They - the Undersiders, she absently recalled - were trying to make an impact, then. Oh, she could suss out _quite_ a bit, just going by her meeting with Coil, in large part because the man, while having an excellent poker face, could very rarely actually control his emotions. They were _everywhere_, branded into the fabric of the carpet and leaking down the grains in the concrete walls, smelling so thickly of anger and hate and arousal and sadism that it was hard to really _think_ when she had to be in that office. She’d seen snapshots, most of which she’d wished she hadn’t, but she got the general impression that Tattletale wasn’t really fond of Coil, not that Taylor was either.

Being recruited by gunpoint and threats didn’t really endear oneself to a child-abducting megalomaniac, to be fair.

Finally cresting the hill, Taylor took in those who had come to meet her. There was, first and foremost, a man in biker leathers and a skull helmet, standing like some pompous vanguard at the front. He had his hands tucked behind his back, his posture comfortable in its intimidation, casually threatening in a way that took some honest-to-god practice. Just behind him was the dog-lizard woman, wearing a mix of castoff fur clothing, a leather jacket, and a bulldog mask. To the dog woman’s left was Tattletale, clad in purple and wearing a domino mask that was likely chosen to make the fake expressions she wore harder to ignore.
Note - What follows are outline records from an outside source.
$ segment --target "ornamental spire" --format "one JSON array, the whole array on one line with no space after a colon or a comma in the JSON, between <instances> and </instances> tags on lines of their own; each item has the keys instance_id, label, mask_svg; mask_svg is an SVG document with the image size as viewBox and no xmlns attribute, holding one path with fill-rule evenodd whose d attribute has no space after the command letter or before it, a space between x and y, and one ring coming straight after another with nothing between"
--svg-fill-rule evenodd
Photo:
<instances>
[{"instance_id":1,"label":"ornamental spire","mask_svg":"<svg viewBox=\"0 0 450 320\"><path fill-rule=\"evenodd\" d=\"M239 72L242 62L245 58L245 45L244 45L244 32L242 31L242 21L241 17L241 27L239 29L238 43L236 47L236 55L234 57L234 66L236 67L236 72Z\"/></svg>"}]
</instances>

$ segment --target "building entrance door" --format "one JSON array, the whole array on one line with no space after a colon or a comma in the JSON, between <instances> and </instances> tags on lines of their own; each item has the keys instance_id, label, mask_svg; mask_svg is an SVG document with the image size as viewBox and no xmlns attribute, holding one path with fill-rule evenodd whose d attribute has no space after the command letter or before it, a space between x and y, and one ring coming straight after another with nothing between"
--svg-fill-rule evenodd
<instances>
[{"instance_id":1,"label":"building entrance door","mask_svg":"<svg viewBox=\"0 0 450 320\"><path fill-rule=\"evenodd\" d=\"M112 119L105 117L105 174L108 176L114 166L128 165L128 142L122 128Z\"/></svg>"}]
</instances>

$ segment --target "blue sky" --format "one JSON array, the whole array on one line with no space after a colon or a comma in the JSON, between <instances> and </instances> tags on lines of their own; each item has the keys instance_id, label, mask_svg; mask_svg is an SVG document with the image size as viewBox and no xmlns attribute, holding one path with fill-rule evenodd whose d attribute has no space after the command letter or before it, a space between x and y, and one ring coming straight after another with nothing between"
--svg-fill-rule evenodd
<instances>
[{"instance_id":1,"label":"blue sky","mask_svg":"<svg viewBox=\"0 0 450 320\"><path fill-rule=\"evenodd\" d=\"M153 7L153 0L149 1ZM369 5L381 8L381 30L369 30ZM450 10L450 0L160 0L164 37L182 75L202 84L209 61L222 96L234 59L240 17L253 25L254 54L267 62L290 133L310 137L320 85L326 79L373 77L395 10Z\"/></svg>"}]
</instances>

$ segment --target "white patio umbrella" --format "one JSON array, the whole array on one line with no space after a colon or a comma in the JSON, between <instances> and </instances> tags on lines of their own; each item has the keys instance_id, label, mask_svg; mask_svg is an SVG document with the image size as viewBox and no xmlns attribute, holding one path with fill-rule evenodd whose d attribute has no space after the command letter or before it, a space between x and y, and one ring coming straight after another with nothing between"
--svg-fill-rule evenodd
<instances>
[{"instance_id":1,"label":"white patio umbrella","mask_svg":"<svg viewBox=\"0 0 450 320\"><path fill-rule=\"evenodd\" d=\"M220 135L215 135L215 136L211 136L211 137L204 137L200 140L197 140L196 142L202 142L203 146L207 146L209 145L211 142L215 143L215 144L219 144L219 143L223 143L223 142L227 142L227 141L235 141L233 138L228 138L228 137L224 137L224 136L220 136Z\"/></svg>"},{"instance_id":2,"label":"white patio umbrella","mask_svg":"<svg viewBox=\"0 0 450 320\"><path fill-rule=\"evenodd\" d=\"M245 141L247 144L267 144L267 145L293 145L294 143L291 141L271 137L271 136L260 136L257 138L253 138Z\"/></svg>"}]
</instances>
Lastly, just a little behind the Thinker was a teenager in all renfaire clothing, his face covered by a venetian mask, his hair parted by a lazy crown, and his hand clutching a garish scepter.

Taylor, without preamble, reached out to all of them and _felt_. Tattletale’s biggest impression was of anxiety and paranoia, a heady mix that smelled like what rotten honey might. Hellhound was all anger, all simple things with little context or nuance, and had a surprisingly cornchip-like texture to it, which was one of the more bizarre sensations she’d gotten out of a person. Grue was stern, black leather and smoky, his emotions carefully repressed but the anger beneath it all? That was hard to ignore in her case, a bit like how a dog might be able to suss out that there were still fire-hot coals at the bottom of a pit, but a Human, with their simple eyes and simple nose, might not be able to.

Then, she switched to Regent, and _laughed_. It came from nowhere, really, the bubble of giggles that caught in her throat and belted out. Hellhound looked angry, felt angry, and so did Grue, but Regent? Oh, _oh_, he was an empty void, but an empty void with a texture, with one like subliant silk and old cobwebs. If she forced it, if she really pulled him open and reached inside, she could probably find some emotion, likely nothing much further than lust or greed, but only in small quantities, only in the prescribed amounts that come as a consequence of holding Father’s attention like Jean-Paul had.

Regent stiffened _ever-so-slightly_, and Taylor imagined he’d been off his game. She wanted to take her mask off, to revel in his confusion and slight anger, to curl her finger like a hook and dredge the foul little things out of his chest, to make him scream and rant and _feel_ like she always had when she needed to be his handler, to be the one who gave up everything to track the little fucker down when he felt the need to disobey Father.

“So _this_ was what Coil meant!” Taylor crowed, quietly hoping her slight jog wasn’t taken as an attack. “He’s a slimy man, isn’t he Jean-Paul?”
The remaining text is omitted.